In a short period of time Brett Huhman, in NRL’s Plasma Physics Division, reconfigured a laboratory space, conferred with subject matter experts across the NRL Materials Science and Component Technology directorate, and borrowed needed equipment to establish a UV characterization laboratory.
“Testing at NRL includes UV unit longevity and reliability, identifying easy-to-use dosimeters, reflections from shipboard surfaces, and secondary ozone generation from these UV systems,” Huhman said. “Scientists at other Navy labs are using NRL data to help them test efficacy against viral loads on Navy and Marine relevant surfaces, such as bare metal tools and painted metal surfaces, and cardboard boxes.”
There are numerous companies offering products that produce UV light and are designed for a variety of small and large-scale applications.
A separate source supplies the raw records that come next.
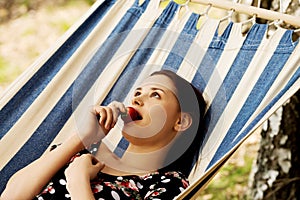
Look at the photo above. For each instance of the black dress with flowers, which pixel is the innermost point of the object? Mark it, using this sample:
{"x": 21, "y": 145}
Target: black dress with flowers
{"x": 156, "y": 185}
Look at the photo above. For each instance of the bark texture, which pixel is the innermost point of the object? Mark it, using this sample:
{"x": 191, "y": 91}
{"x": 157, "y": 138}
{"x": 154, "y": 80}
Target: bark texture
{"x": 277, "y": 170}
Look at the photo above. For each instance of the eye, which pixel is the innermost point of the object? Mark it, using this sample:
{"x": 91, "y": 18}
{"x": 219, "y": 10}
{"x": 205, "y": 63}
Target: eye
{"x": 155, "y": 94}
{"x": 137, "y": 93}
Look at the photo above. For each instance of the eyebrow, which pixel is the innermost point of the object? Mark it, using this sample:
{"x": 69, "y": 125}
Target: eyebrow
{"x": 153, "y": 88}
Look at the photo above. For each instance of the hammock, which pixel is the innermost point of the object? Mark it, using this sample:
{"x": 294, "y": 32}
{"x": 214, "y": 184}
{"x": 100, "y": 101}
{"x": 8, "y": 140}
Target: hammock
{"x": 244, "y": 78}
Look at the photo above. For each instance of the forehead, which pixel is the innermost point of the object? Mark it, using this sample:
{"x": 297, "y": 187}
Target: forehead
{"x": 159, "y": 80}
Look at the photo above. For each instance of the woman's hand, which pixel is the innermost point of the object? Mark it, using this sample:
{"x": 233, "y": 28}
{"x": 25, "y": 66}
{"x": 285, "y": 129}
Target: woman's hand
{"x": 79, "y": 174}
{"x": 98, "y": 121}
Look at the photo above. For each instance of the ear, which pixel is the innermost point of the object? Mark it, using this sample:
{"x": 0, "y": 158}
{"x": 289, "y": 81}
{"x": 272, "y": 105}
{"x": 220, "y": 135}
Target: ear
{"x": 184, "y": 122}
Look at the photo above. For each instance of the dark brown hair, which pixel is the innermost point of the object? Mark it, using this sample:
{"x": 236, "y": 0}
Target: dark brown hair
{"x": 191, "y": 101}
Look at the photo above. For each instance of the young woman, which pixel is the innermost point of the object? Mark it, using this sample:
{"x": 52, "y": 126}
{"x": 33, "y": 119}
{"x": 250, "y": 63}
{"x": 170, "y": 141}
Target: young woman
{"x": 170, "y": 114}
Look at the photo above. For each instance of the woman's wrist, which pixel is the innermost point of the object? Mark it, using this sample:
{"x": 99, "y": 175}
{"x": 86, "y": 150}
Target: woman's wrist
{"x": 79, "y": 188}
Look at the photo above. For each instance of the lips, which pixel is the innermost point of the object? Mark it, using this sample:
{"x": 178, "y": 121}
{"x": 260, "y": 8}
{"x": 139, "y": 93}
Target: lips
{"x": 131, "y": 115}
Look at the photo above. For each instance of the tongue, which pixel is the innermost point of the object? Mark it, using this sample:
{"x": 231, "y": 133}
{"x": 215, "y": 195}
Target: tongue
{"x": 130, "y": 115}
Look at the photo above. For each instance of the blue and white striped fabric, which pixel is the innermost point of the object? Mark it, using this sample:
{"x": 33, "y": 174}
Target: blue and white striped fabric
{"x": 244, "y": 78}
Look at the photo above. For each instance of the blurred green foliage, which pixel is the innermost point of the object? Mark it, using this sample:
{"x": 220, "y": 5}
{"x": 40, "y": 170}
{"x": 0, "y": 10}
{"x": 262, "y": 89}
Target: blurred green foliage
{"x": 230, "y": 183}
{"x": 14, "y": 8}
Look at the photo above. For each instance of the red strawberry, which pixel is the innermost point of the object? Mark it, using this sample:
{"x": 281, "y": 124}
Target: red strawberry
{"x": 130, "y": 115}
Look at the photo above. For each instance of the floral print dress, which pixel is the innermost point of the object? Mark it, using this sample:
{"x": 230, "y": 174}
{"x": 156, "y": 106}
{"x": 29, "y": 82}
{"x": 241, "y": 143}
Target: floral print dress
{"x": 156, "y": 185}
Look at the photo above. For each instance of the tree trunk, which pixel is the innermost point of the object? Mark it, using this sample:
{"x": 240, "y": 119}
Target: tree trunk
{"x": 277, "y": 169}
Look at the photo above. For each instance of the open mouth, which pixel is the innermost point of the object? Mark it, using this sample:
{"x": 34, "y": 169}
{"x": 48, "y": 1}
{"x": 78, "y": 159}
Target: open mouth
{"x": 131, "y": 115}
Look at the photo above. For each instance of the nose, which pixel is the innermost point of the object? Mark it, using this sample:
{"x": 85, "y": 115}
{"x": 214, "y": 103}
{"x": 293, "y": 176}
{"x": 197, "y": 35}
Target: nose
{"x": 138, "y": 100}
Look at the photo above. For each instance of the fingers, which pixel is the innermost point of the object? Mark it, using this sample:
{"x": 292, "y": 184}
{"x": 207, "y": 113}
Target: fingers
{"x": 109, "y": 114}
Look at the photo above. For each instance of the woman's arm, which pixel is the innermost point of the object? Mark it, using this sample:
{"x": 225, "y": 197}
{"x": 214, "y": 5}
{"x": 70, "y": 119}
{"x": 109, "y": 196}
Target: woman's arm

The Naval Sea Systems Command (NAVSEA) requested NRL scientists to study and characterize the energy density, UV spectrum, and reliability of commercially available units.
“As the Navy wishes to quickly evaluate the efficacy of these commercial sources before procurement, a small investment was deemed necessary, in order to help the Navy ‘verify before we buy,’” said Joseph Schumer, branch head for NRL’s pulsed power physics group and program manager. “We have learned a lot about the reliability of commercial sources.”